I made it to the half way point – 13.1 miles – and that took so much more of my energy than I was expecting. I was beat and only halfway. I had friends cheering ahead at mile 20, but at that point I was wondering how I would even get there! I walked for the first time, overcome with negativity and anger at myself. The runners around me checked to make sure I was ok. The camaraderie running deep! Pushing forward, the miles began to pass. Spectators handed out oranges, beer, gummy bears, and even tissues. The sliced cold oranges were refreshing. The crowd went wild (more like a few extra people cheered) when I snagged a cup of buffalo bayou brew. The heart of the city was around every turn and it made it impossible to feel down for very long. The race wasn’t going my way and I was finally feeling ok about it.

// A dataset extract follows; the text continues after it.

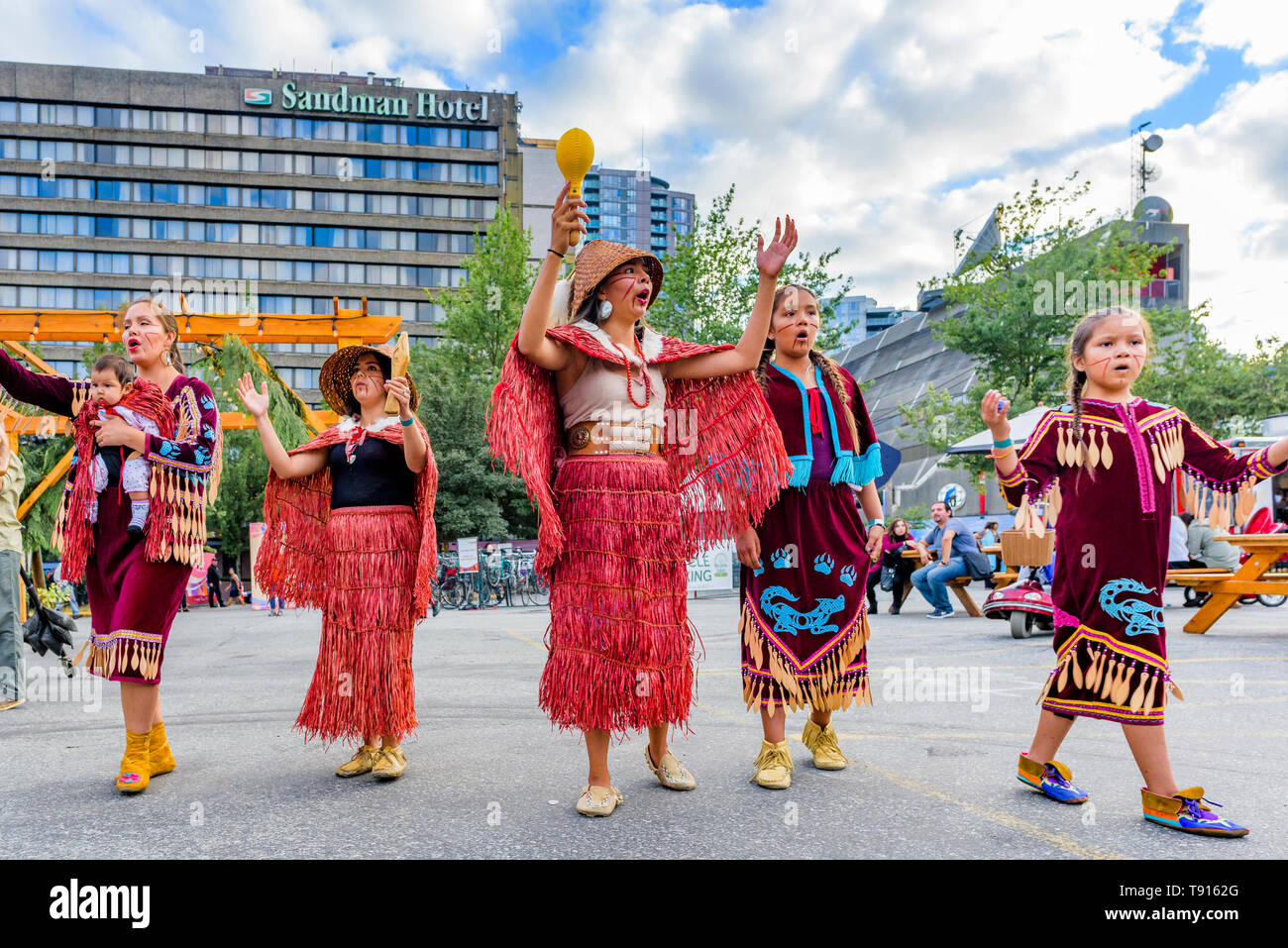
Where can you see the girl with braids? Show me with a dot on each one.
(1111, 462)
(136, 581)
(804, 572)
(638, 450)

Around mile 19 I saw one of the leaders for the 4-hour group (the group was long gone) emerging from a medical tent. He appeared to be fine and walking around! But it was evident that he was either dropping out of the race or going to take it slow to the finish. Pacers for marathons are veteran runners. They have done it all and that’s why they volunteer to pace a huge city marathon. I very selfishly did not feel that bad for myself anymore. I finally made it to my friends at mile 20! Seeing them gave me a boost of energy amongst the running zombies.

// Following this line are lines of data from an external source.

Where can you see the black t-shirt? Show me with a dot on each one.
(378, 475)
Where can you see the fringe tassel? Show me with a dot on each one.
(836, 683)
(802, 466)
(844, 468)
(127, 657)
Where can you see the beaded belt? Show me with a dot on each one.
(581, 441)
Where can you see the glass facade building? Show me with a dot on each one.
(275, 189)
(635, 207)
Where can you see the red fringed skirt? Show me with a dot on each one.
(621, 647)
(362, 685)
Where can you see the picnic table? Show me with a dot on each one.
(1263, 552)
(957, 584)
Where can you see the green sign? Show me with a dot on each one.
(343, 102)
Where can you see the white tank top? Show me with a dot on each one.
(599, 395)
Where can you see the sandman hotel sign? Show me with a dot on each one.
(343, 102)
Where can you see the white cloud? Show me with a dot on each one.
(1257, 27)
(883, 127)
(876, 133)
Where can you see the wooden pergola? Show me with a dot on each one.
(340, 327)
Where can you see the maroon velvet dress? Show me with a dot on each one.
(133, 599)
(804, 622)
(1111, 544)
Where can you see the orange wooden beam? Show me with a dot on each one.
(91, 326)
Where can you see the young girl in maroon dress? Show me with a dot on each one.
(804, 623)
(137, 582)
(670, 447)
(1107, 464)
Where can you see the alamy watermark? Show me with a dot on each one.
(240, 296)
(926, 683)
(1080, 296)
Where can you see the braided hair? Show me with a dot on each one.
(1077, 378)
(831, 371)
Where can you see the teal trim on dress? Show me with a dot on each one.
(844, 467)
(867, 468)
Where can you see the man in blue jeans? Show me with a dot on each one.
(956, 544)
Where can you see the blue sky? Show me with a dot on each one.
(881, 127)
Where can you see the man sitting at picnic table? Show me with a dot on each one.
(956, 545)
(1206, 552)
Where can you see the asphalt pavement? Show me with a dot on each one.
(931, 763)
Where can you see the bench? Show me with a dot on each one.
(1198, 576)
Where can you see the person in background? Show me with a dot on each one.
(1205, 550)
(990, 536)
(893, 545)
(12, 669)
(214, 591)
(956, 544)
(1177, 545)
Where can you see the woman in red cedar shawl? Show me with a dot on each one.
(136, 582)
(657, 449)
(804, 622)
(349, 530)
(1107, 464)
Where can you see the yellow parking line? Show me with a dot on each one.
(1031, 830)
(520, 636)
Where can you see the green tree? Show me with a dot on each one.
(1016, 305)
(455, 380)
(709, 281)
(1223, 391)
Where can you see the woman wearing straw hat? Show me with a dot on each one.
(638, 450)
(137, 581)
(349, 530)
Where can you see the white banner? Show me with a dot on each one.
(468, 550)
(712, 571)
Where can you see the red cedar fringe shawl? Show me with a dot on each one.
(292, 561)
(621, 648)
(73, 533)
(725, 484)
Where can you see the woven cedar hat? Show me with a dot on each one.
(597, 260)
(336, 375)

And then came the rain. On and off for the rest of the race. The rain was actually refreshing, as were the ice cold soaked sponges the volunteers were handing out. It was only 4 more miles until I would see my mom and brother at mile 24. I was still beat, but my feet were on cruise control. The energy from the crowd is what kept me running. I couldn’t believe how many people were around cheering – it’s inspiring to see the city come alive like that.
Turning onto Allen Parkway was like a beacon of hope. The end is so near. Just outside of the KHOU building, I saw my family! They were worried that something had gone wrong, since my pace had slowed so drastically from the first half of the race. I don’t think I said much (or anything at all), but my smile was evident that I was A-OKAY.
The last two miles were shaky and numbing and in a blink of an eye, it was all over. Four hours and nineteen minutes later, I got my medal and smiled. I walked slowly and caught my breath. I realized I had more energy left than the people around me. Someone actually told me, “you look like you should be more tired!”
As I reunited with friends and loved ones, the happy endorphins were hitting me, but another part of me was saddened. Maybe I didn’t give it my all, maybe I should’ve pushed harder and silenced the voices telling me to slow. Or did I really give the Houston Marathon everything I had and this is just what it feels like to fall short of your goal.
How do you know if you’ve reached your potential? I think that is why there are so many marathoners in the world. You learn a little more every time. Until next year, Houston.